I'll be reading from Any Human Face on Saturday, 3 July, at The Travel Bookshop in Notting Hill, London. Even better, I'll be accompanied by Forward shortlisted poet Simon Barraclough, for an Italian-themed evening. This is the cover of Simon's fine collection. I haven't added mine because I'm sure you're all more than familiar with it by now.

We'll be starting at 7 pm. There will be wine, possibly Italian, and snacks...

You can find all the info here.

Thursday, 17 June 2010

Readings of Genet (mine)

Forgive my absence. If this blog were a different kind of open book from the one it is, I'd have a lot to tell, but, post-Diana, and unfashionably, I've opted for discretion. Which means that all I'm using it for at the moment is the most fleeting self-promotion. For anyone who'd like to see some translations of the poetry of Jean Genet that I committed, with adolescent hubris, many years ago, I recommend the third number of the always-excellent Cambridge Literary Review, just out, and worth considerably more than the cover price. You can find out more about it here.

Wednesday, 2 June 2010

Surveillance

I've just discovered that Amazon knows - and registers - whenever Kindle users highlight a passage on their Kindles, and it reminded me of something I saw many years when John Wilkinson and I were on a walking (actually, hitch-hiking) tour of western Scotland and the Hebrides. We were holed up in the north-westernmost youth hostel of the British Isles, a stone's throw from Cape Wrath. Among the other hostellers was a fierce-browed woman with a copy of Edgar Allen Poe's collected stories. She was reading the book with a red pen in her hand and, every now and again, with a stifled grunt, she'd ring something in the text. When she left the room, presumably to pee, I couldn't resist. I sneaked a look to see what she'd been marking.
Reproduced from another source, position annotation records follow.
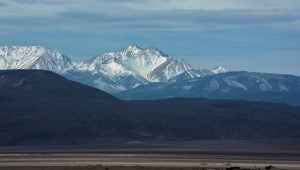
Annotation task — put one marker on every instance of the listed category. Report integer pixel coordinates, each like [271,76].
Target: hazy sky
[253,35]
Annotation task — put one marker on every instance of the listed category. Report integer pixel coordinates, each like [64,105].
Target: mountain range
[39,107]
[135,73]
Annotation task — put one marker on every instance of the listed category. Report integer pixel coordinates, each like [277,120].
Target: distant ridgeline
[147,73]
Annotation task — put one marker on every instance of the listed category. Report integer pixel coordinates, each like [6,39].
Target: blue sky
[251,35]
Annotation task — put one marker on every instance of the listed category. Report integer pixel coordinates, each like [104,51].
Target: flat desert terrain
[135,161]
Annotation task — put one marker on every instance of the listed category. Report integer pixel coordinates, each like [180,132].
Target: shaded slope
[40,107]
[232,85]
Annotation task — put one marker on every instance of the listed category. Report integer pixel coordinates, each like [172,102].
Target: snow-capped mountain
[33,57]
[111,72]
[218,70]
[230,85]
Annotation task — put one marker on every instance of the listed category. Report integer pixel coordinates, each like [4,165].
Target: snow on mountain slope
[111,72]
[218,70]
[33,57]
[231,85]
[149,64]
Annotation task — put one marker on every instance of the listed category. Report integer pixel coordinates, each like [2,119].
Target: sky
[248,35]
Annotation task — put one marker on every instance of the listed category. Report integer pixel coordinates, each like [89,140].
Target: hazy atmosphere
[256,35]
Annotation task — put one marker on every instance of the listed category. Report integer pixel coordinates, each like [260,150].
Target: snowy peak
[219,69]
[33,57]
[148,63]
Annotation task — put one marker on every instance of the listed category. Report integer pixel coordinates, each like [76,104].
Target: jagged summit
[112,72]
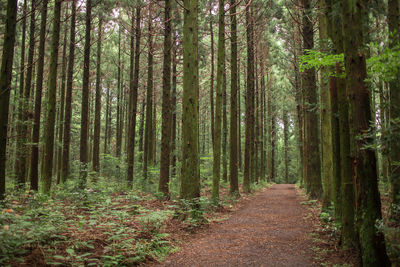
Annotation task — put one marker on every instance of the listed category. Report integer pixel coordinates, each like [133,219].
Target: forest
[132,129]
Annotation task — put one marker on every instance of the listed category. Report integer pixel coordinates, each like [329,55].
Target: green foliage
[317,59]
[24,229]
[152,222]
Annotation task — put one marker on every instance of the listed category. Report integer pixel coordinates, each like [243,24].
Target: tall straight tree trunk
[224,128]
[166,105]
[118,145]
[34,174]
[326,114]
[149,110]
[337,87]
[218,102]
[394,38]
[154,131]
[239,116]
[249,101]
[27,91]
[133,88]
[286,143]
[83,147]
[62,97]
[190,178]
[68,97]
[233,141]
[212,78]
[107,119]
[97,112]
[51,102]
[311,148]
[270,122]
[368,205]
[141,127]
[20,159]
[173,106]
[5,86]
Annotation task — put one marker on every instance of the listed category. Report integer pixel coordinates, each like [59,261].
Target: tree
[166,106]
[51,102]
[190,174]
[368,206]
[34,175]
[68,97]
[218,101]
[312,163]
[249,131]
[149,100]
[394,39]
[5,86]
[20,158]
[234,161]
[133,88]
[97,126]
[83,147]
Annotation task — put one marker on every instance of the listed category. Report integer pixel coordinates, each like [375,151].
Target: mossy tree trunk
[51,102]
[219,101]
[249,132]
[133,93]
[368,205]
[83,147]
[97,122]
[34,173]
[166,103]
[5,86]
[190,179]
[233,141]
[394,38]
[311,142]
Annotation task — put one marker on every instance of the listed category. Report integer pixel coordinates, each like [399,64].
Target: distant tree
[5,86]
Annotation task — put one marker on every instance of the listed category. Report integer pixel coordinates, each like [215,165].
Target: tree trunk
[218,102]
[224,128]
[233,158]
[20,159]
[134,84]
[83,147]
[394,38]
[34,174]
[97,112]
[368,205]
[5,86]
[311,144]
[190,179]
[166,106]
[62,98]
[249,132]
[286,143]
[326,114]
[51,102]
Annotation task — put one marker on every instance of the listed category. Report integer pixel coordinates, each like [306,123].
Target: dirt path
[268,231]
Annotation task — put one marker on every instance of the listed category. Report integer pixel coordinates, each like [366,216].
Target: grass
[106,224]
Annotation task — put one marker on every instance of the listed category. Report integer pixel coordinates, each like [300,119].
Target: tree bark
[5,86]
[190,178]
[249,131]
[233,158]
[51,102]
[134,84]
[97,112]
[368,205]
[34,174]
[166,105]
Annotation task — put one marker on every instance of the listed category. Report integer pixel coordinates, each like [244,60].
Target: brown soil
[270,230]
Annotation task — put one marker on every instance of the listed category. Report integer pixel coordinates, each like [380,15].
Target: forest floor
[276,227]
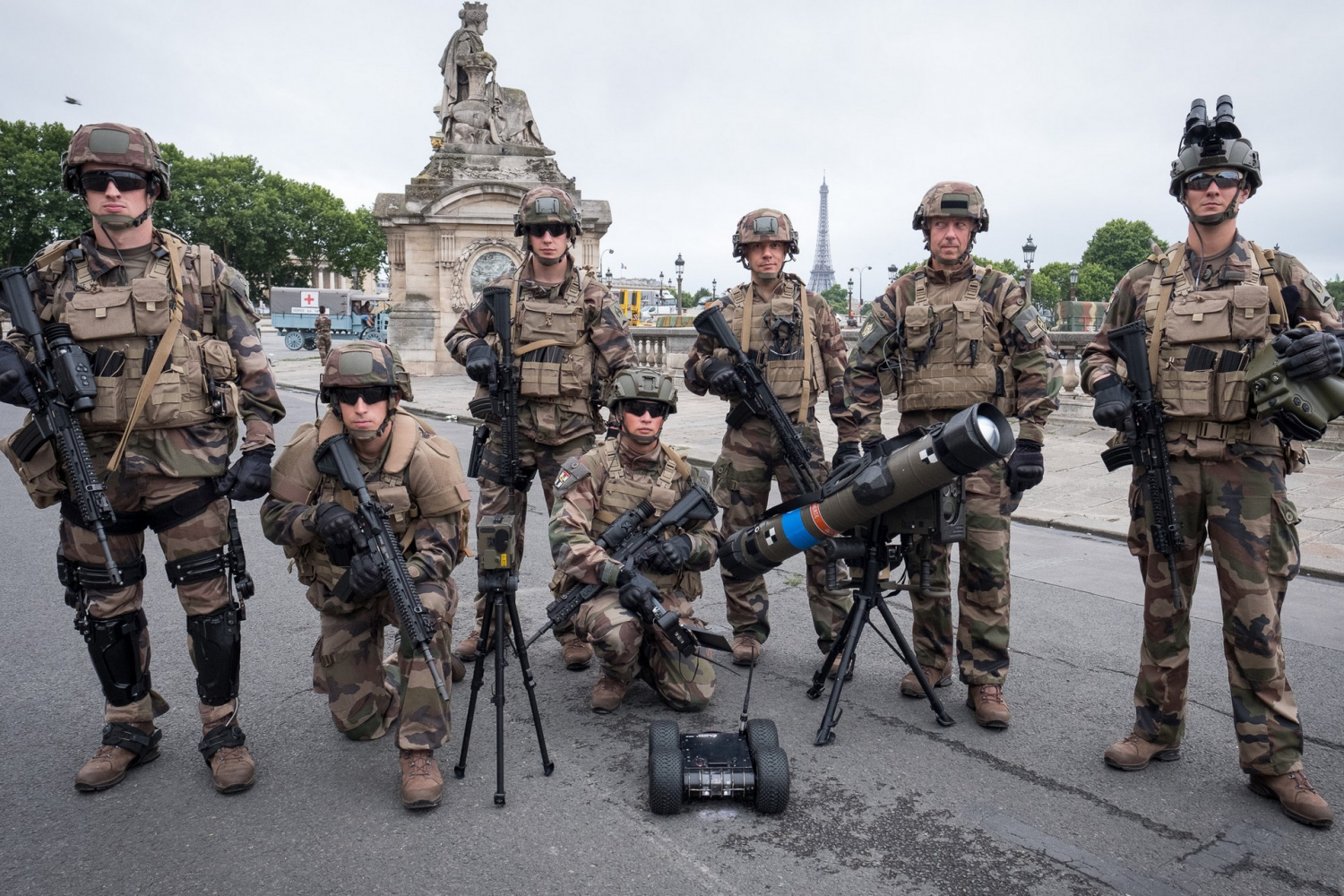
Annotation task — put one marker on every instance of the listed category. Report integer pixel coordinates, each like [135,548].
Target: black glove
[480,362]
[1026,466]
[1312,355]
[16,381]
[336,525]
[723,381]
[668,556]
[1112,403]
[366,579]
[249,477]
[846,452]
I dropped the book immediately, as though scalded. The word she'd ringed, over and over, with a heavy hand, was BLOOD.

Tuesday, 1 June 2010

Orlovsky RIP

Bourgeois RIP

I can't be the only person who remembers that wonderful, exhilarating, fuck-you-all moment from a documentary on Louise Bourgeois when the interviewer, appalled, watches the artist smash a sculpture he'd, inappropriately in her opinion, praised. I've just found out about her death from Baroque in Hackney's typically astute post. I hope to find some time before too long to add a few words myself.